In this article I am going to discuss several important approaches and techniques that can help improve the efficiency of neural networks.

An overview of approaches and techniques

Photo by Thomas Kelley on Unsplash
Photo by Thomas Kelley on Unsplash

In this article, I am going to present and discuss several important approaches and techniques that can help improve the efficiency of a Deep Learning model on different levels. These types of optimizations are becoming even more important now as the new improvements in deep learning models also bring an increase in the number of parameters, resources requirements to train, latency, storage requirements, etc.

The main topics that I will tackle are the following:

  • Compressions Techniques
  • Learning Techniques
  • Efficient Architectures
  • Automation

Compression Techniques

These types of techniques are targeting the representational efficiency of the entire model, this is possible mainly because many state of the art models are over-parameterized. Multiple components of the main model can benefit without affecting (within a margin) the scoring results computed on the original version, such as training time, inference latency, memory footprint. By compressing some part of the computation graph of a neural network model we can also improve its generalizability.

Multiple ideas have been explored here, some of the most successful are:

  • Pruning – refers to the removal or setting to zero of a set of parameters from a neural network using various strategies to pick the affected weights to obtain a sparse network that would not need as much memory as before. The most popular pruning strategies are based on: saliency, random structured/unstructured, scheduling, distribution of sparsity budget, regrowth. Usually after pruning it is recommended to perform fine-tuning on the resulting model.

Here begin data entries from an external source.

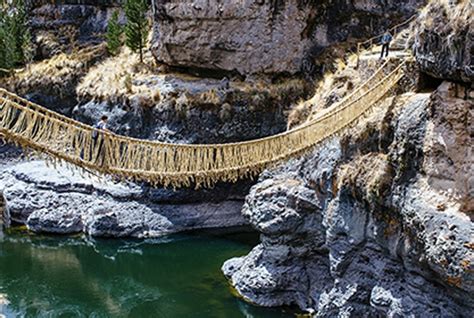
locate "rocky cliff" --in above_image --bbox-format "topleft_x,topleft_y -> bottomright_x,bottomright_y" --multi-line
222,1 -> 474,317
414,0 -> 474,83
223,82 -> 474,317
152,0 -> 425,75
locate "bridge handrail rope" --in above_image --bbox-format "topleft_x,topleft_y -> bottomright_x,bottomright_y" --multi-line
0,63 -> 404,187
0,21 -> 408,187
357,14 -> 418,53
356,14 -> 418,67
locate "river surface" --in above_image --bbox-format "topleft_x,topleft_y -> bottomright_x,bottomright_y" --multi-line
0,230 -> 294,318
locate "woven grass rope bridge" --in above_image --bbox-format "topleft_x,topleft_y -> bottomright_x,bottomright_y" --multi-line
0,23 -> 412,187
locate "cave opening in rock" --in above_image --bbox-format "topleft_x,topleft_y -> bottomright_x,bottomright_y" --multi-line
417,72 -> 443,92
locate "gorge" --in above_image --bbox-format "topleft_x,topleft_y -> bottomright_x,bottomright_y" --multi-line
0,0 -> 474,317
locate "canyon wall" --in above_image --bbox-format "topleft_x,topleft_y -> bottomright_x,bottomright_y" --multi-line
414,0 -> 474,83
152,0 -> 425,75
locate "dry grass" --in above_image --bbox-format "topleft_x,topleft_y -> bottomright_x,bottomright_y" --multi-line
288,53 -> 362,128
4,46 -> 106,96
76,48 -> 161,106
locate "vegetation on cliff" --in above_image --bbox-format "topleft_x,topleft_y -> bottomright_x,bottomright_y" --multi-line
0,0 -> 32,70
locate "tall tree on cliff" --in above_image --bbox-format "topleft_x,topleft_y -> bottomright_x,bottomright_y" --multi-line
107,11 -> 123,55
0,0 -> 32,69
125,0 -> 148,63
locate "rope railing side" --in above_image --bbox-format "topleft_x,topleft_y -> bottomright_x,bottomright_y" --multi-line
0,63 -> 403,187
356,14 -> 418,67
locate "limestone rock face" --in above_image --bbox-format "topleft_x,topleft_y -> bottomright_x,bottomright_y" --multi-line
0,161 -> 246,238
152,0 -> 424,75
223,87 -> 474,317
414,1 -> 474,82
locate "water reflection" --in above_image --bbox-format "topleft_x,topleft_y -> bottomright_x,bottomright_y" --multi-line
0,233 -> 288,317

Example of model pruning in PyTorch:

import torch.nn.utils.prune as prune
model = Model()
layers_to_prune = (
    (model.conv1, 'weight'),
    (model.fc1, 'weight')
)
// This will prune 20% of the parameters with lowest L1-norm
prune.global_unstructured(
    layers_to_prune,
    pruning_method=prune.L1Unstructured,
    amount=0.2,
)
  • Quantization – reduces the precision of the data types that are used for the weights and activations of the model (for example: reduce from 32-bit floating-point values to 8-bit fixed-point). Most of the time we can see improvements both regarding the memory footprint and the latency when we apply quantization. Generally, there are two types of quantization: post-training and quantization aware training; I think that the terms are mostly self-explanatory (at least in a high-level view), the only thing that needs to be mentioned is that the first one could affect the quality of the model for inference.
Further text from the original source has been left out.